In all the years on these boards there has been countless information showing how doping has spread in the sport. Indeed, most threads raise the subject at some point. They are based on published information on the subject and yet here you are asking for "published figures" on doping, as though nothing has been said about it anywhere by anyone in all those years. That is quite apart from the fact that there can be no definitive measure of a clandestine practice. The fact you ask such a question shows how determined you are to not see what is acknowledged in the sport, that is the main subject of conversation on these boards, and is right in front of your face. You are like one who is color-blind who cannot accept others can see what he can't.
Then why are you unable to point to some of these publications?
What is the basis for suggesting doping has increased over the decades? Please provide specific facts rather than naive and gullible conclusions based on myths.
You continue to show you haven't been listening for all the years you have been on this site and purport to interest yourself in the subject. I am not going to begin again at the beginning for you. A flat-earther will never change his views.
Yes, you can minimise prevalence by arguing it is less than what most informed estimates suggest it would be and by trying to minimise what is suggested by athlete doping surveys. But quite apart from minimising prevalence you also seek to minimise effect by suggesting there is no evidence to confirm drugs are performance enhancing.
If we accepted your arguments doping would not exist as a problem in sports.
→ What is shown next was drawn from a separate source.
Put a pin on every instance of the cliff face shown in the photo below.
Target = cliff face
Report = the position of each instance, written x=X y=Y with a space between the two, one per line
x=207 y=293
Indeed it would cease to exist altogether because it would give athletes no advantage.
I don't know what you mean by "informed estimates". Who is informed with which information? This is my question to you in every post for the last few years -- one you seem ill equipped to answer. Which information?
Athlete surveys suggest prevalence ranges from 9.7% to 47% at the same WCA 2011 event (95% CI). The high variance is due to a significant number of athletes (est. 30%) not complying with the anonymous survey instructions. This is not me minimizing prevalence, but giving the information officially published from these surveys. This is before the IAAF/Russian scandal and the creation of a WADA investigations group and the AIU, all of which may have had a deterrent effect. Your friend Howman said something similar in cycling, that prevalence was at least 10%.
I don't talk about all doping "in sports", but one specific category of events in one sport. WADA exists for all Olympic sports.
You continue to show you haven't been listening for all the years you have been on this site and purport to interest yourself in the subject. I am not going to begin again at the beginning for you. A flat-earther will never change his views.
Again? Just do it once for the first time.
I have been listening to a lot of nonsense. I use facts and data and observations to extract any sense of it.
Virtually every recent study on prevalence starts out by lamenting little has been done to establish doping prevalence. Yet here you are saying that it has increased over the decades. Based on what information?